We have a ranch in New Mexico for kids with cancer, blood disorders and so on.  It opened and we founded it—it has been almost 10 years. 

And half, nearly half of the kids who come there are from minority groups, Native American, Hispanic, Asian American—an Asian American girl just won the Imus Ranch rodeo this past spring—African American.  Ten percent of the kids who come to our ranch are African American.
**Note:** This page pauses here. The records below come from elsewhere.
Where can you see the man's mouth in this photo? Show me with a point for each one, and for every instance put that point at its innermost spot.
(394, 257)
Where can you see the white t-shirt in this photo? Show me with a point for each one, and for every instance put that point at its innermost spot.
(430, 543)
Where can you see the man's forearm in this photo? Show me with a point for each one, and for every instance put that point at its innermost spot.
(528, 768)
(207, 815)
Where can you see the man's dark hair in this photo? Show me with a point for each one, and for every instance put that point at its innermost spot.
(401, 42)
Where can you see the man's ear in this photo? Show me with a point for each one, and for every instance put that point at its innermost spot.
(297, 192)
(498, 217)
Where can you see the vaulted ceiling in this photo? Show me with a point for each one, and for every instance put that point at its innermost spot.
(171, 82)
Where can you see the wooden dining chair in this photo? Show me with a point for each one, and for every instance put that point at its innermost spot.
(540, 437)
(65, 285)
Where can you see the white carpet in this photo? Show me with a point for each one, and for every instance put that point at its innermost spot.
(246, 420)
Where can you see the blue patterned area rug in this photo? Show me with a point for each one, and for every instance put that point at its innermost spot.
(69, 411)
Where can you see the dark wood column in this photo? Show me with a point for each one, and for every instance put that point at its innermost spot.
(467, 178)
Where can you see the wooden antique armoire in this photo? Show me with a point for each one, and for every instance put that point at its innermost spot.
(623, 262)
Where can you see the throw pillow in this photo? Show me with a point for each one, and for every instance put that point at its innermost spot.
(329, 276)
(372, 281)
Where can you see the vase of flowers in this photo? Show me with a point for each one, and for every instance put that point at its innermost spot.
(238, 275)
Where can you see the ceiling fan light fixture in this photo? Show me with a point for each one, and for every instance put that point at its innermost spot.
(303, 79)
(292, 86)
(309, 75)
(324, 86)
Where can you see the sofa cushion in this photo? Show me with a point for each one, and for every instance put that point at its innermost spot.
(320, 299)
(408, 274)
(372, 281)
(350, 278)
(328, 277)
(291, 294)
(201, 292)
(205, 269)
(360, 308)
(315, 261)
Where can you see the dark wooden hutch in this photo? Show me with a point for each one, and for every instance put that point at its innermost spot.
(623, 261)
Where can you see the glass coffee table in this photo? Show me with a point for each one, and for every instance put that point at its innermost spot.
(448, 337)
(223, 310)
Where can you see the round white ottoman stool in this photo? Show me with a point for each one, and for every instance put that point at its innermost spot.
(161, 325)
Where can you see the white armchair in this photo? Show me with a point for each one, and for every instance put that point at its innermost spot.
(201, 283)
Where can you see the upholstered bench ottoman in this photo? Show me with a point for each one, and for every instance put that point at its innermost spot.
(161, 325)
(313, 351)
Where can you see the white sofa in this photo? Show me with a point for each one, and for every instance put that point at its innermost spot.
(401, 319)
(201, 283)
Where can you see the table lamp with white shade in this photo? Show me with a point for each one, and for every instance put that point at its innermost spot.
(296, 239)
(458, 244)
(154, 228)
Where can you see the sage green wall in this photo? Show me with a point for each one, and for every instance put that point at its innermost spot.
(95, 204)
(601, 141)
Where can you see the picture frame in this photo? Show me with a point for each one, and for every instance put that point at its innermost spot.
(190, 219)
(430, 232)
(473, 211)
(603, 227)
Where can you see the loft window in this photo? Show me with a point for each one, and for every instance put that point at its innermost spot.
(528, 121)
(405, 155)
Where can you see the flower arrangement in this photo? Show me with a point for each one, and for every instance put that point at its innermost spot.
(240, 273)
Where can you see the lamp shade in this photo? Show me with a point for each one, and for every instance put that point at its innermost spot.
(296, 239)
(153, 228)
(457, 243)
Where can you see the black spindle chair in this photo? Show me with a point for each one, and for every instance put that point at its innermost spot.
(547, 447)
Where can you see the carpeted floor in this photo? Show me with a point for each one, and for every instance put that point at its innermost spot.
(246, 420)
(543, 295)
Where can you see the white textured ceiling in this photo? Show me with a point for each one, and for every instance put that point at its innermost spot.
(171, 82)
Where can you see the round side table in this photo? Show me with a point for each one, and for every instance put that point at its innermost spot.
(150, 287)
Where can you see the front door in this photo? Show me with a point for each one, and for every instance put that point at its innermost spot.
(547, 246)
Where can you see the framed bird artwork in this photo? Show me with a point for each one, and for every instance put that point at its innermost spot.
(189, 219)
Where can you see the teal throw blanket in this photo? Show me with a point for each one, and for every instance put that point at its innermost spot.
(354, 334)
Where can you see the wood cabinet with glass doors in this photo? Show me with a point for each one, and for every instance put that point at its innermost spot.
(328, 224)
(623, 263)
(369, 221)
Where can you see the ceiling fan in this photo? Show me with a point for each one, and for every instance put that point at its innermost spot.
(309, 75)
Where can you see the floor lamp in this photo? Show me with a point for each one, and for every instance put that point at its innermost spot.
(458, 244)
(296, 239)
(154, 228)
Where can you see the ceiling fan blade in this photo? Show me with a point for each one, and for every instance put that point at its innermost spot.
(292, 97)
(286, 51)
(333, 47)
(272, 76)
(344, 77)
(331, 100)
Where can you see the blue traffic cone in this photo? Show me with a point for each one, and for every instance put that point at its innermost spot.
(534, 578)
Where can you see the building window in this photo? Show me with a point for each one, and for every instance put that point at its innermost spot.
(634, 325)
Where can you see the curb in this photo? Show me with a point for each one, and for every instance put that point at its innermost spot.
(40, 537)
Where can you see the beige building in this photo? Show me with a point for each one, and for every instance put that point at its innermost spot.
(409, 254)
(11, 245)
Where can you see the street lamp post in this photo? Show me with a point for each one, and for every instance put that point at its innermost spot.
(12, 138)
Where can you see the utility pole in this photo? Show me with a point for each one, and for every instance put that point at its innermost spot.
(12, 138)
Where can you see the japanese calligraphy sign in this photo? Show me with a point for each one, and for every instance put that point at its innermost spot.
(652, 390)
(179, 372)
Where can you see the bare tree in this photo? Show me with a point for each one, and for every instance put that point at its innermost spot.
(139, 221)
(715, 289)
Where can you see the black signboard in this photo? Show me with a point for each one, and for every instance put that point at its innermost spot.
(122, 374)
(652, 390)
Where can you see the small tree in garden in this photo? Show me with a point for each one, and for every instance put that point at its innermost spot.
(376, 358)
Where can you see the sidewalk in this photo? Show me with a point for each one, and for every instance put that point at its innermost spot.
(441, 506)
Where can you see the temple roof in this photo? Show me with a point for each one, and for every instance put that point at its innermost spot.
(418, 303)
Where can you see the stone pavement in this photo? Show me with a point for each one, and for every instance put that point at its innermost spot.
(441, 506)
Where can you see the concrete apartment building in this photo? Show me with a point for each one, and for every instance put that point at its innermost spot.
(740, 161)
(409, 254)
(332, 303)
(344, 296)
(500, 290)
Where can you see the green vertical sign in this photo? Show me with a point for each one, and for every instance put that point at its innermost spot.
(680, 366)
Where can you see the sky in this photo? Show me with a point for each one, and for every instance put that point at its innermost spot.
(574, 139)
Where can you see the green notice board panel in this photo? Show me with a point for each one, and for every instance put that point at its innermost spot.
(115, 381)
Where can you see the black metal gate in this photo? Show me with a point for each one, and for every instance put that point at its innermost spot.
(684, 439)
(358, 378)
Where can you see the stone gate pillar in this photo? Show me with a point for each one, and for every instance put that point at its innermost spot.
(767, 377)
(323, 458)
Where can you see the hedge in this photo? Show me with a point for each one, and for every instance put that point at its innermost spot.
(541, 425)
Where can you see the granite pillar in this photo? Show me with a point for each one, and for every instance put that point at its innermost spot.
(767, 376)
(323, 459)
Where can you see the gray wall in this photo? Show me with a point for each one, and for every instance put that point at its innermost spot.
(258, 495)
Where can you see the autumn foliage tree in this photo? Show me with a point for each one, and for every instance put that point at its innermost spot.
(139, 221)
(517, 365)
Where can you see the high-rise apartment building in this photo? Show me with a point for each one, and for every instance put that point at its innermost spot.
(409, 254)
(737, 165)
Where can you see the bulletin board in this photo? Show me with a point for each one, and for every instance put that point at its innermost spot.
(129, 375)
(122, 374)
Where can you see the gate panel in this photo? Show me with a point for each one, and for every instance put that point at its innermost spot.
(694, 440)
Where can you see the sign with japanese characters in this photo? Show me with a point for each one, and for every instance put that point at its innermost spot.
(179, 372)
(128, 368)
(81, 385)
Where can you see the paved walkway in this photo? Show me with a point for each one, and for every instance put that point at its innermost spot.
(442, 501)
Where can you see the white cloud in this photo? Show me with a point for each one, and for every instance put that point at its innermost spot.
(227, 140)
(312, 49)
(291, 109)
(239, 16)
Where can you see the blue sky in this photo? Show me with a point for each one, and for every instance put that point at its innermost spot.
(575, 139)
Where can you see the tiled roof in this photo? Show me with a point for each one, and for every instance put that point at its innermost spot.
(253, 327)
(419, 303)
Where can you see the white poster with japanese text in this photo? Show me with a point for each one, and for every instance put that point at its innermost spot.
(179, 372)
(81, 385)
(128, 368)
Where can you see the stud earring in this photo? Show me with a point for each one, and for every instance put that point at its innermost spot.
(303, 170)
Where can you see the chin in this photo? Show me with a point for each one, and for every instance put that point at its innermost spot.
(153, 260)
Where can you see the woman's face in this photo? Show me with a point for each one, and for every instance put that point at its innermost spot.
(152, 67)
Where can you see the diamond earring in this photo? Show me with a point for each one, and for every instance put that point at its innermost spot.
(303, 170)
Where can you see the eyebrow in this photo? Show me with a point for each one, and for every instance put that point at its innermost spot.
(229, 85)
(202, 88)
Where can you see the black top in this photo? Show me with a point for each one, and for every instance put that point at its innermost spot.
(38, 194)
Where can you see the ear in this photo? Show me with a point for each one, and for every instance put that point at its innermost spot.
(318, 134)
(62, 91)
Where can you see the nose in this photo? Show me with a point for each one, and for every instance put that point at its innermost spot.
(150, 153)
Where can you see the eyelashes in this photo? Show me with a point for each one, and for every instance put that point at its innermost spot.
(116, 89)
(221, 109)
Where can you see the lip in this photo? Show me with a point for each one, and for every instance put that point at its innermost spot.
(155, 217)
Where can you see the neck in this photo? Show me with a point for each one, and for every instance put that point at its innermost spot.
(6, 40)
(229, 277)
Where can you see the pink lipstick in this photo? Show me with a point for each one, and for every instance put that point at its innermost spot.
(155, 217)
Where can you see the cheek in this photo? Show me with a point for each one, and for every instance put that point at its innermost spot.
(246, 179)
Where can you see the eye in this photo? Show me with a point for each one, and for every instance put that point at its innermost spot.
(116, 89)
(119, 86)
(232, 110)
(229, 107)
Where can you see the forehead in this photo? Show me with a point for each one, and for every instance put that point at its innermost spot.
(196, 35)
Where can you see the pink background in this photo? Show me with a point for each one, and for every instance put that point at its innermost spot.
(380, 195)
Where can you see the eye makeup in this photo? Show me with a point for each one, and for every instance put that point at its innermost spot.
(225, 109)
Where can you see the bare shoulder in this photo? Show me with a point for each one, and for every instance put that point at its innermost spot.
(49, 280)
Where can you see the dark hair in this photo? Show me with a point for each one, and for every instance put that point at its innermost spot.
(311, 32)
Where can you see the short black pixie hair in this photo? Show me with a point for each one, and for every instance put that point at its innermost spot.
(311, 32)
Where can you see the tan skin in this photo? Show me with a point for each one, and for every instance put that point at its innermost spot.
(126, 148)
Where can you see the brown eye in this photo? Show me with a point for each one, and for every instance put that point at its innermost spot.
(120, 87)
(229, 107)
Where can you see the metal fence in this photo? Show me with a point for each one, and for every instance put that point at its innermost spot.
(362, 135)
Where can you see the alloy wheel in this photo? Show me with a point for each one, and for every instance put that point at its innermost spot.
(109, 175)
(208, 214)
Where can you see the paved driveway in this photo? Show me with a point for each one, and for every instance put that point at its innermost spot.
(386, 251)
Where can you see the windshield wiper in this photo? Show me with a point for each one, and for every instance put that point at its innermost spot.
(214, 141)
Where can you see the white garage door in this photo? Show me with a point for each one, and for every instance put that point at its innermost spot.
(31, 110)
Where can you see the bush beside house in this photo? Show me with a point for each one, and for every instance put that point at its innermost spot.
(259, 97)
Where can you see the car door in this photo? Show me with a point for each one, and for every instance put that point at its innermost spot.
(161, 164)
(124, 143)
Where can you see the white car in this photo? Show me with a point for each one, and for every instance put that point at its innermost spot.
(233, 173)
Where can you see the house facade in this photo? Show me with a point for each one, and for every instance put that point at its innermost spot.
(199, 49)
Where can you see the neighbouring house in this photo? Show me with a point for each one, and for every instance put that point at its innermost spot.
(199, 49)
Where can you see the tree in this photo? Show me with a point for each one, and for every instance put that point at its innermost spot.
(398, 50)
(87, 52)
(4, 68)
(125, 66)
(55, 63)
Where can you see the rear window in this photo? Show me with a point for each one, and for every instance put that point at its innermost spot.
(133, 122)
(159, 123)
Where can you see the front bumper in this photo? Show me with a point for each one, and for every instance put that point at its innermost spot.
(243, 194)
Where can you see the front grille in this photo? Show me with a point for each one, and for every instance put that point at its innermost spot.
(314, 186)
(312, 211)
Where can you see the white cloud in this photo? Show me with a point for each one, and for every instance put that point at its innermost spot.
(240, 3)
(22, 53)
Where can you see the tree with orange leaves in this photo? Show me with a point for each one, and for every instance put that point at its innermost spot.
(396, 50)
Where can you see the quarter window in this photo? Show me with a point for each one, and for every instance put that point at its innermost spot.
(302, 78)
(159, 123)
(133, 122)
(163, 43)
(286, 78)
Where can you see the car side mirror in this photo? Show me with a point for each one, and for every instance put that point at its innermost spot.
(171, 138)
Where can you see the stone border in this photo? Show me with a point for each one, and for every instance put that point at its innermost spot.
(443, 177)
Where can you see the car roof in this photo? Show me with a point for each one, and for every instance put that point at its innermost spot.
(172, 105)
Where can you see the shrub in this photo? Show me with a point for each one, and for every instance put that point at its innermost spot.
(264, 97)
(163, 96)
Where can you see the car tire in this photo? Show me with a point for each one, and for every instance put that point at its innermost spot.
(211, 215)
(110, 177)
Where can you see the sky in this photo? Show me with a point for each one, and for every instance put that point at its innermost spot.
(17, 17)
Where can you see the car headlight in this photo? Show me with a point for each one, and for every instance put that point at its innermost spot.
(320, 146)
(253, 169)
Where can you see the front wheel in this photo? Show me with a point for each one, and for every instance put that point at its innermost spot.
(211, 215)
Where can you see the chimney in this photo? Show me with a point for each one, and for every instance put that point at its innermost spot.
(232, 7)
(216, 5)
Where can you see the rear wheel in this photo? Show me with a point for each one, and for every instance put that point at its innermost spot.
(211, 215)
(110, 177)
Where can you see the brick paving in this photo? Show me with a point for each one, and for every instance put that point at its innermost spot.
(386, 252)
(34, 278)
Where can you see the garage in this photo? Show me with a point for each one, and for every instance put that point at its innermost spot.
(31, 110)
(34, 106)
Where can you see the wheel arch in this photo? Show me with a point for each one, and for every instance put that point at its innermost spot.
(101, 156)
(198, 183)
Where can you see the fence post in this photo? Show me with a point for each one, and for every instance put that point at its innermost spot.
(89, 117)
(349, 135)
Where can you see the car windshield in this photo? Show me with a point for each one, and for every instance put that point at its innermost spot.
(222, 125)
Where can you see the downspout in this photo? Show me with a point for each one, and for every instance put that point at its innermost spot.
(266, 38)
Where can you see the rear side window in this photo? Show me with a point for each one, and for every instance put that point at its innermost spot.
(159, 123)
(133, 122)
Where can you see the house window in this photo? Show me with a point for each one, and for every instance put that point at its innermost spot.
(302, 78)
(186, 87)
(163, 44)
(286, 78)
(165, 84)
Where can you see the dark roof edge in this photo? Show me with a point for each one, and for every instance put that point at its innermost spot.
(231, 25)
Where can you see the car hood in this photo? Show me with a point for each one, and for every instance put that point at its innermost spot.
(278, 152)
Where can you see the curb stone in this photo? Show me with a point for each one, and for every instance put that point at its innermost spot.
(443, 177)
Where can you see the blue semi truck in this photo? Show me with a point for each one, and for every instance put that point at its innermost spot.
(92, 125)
I’m not a white man who doesn’t know any African Americans.  And my wife and I—Deirdre Imus—we run this ranch.  We don’t have counselors.  The whole basis of ranch is, these parents from all over this country and all over the world, they send their children to this ranch because they know that my wife and I are going to be their parents for 10 days.  They live in the house with us.  They eat with us.  They are with us 24 hours a day.  There’s not an African American parent on the planet who has sent their child to the Imus Ranch who didn’t trust me and trust my wife.

And when these kids die, we don’t just go to the white kids’ funeral.  Little Michael Mordan (ph), god bless him, he turned 17 years old on Christmas day, he died January 1st, and my wife and I of course went to his funeral.  It was a home-going service down in—near Philadelphia—my wife is from Connecticut, never been to one of those.  He knew that we loved him and he had been to the ranch twice.